Le Mans Winning D-Types to Feature at Amelia Island

This weekend’s 22nd annual Amelia Island Concours d'Elegance in Florida will showcase the Jaguar D-type on the 60th anniversary of its third consecutive, and final,  victory at the Le Mans 24-Hours, the race it was created to win.
 
Jaguar Chairman Sir William Lyons considered the Le Mans the most important event on the race calendar. From 1951 Jaguar won the 24-hours five times in seven years. That competition record boosted Jaguar sales and invested the Coventry-based company with an international reputation it still enjoys.
 
Even after six decades the D-Type Jaguar remains one of the most distinctive and evocative automotive shapes of all time. In four years (from 1954 through 1957) the D-Type won Le Mans three times, a record that stands comparison with any of the many years of that famous race.
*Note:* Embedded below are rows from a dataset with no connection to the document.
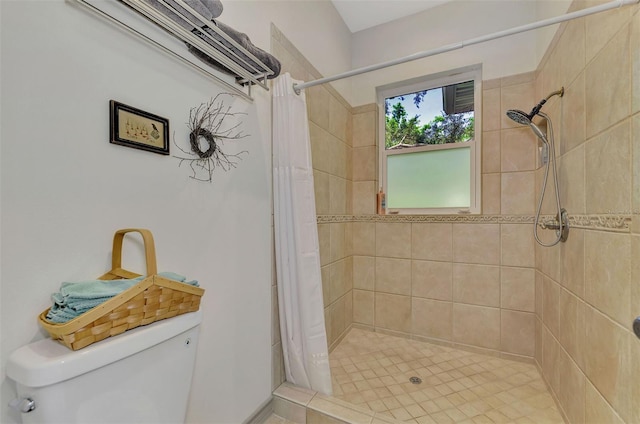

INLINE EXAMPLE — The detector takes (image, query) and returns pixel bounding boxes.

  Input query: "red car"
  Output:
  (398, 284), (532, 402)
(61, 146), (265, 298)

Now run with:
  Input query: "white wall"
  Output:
(0, 0), (351, 423)
(220, 0), (352, 102)
(352, 0), (566, 106)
 "The Jaguar D-Type was created to win Le Mans," said Bill Warner,founder and Chairman of the Amelia Island Concours d'Elegance. "Yet the D-Type raced and won practically everywhere, especially America." 
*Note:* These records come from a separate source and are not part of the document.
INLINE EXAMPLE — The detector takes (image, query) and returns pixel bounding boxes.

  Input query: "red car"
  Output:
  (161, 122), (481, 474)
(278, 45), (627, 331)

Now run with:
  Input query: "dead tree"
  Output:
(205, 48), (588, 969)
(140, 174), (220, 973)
Twenty percent of D-Type production had long lives in America. 

"The D-Type raced at Sebring, Daytona -- beach course and the Speedway -- at Bonneville, even on drag strips and airport circuits. Indy 500 winner Bobby Unser raced a D-Type at Sebring: impressive such a specialised design," added Warner.
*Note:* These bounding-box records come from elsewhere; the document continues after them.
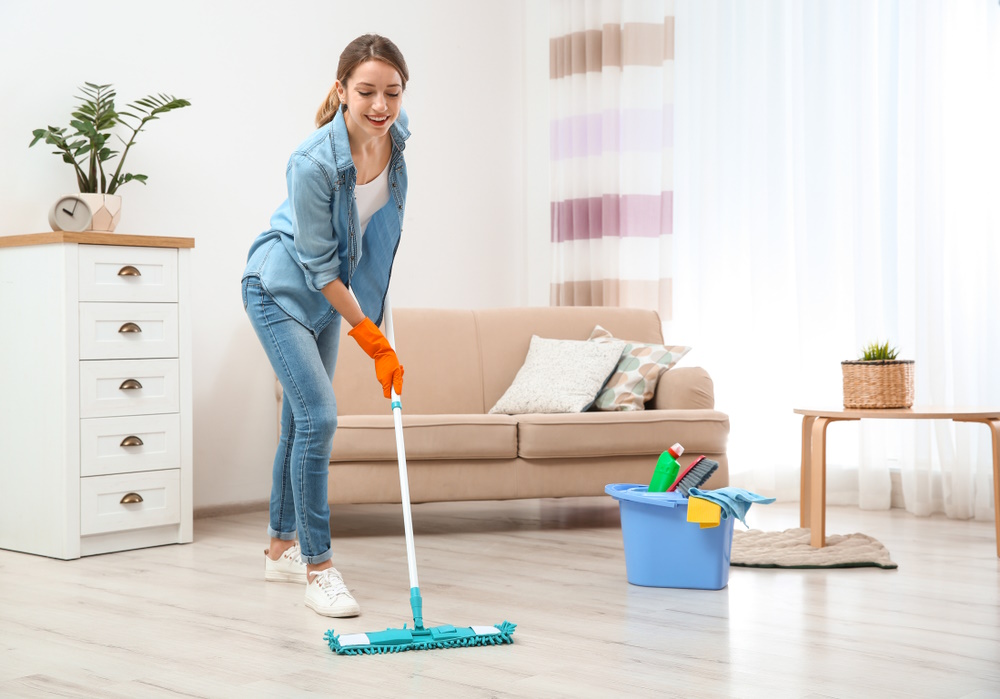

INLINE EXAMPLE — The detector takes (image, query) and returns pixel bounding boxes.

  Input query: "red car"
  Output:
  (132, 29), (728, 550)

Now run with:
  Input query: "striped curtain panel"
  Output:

The D-Type became the first car to win the 12 Hours of Sebring and the 24 Hours of Le Mans in the same year in 1955. It won Le Mans again in 1956, this time in the Scottish Blue livery of the Edinburgh-based Ecurie Ecosse team, making their Le Mans debut. 

The 1957 Le Mans began like a Grand Prix sprint with Ferrari rising to the challenge. The blue D-Types ran to a fast yet strict plan letting the red cars exhaust themselves. Before midnight the red cars had faded and Jaguars were well in the lead with three privately entered D-Types in their very rapid and regular wake. Jaguar D-Types finished first, second, third, fourth and sixth!

"The D-Type is a classic sports racing car that gets extra credit as the car that not only won Le Mans three times, but gave birth to two more Jaguar classics, the XKSS and the XKE," said Warner. "We are honoured to have both the 1956 and 1957 Le Mans winning D-Types anchor our 2017 Jaguar D-Type class."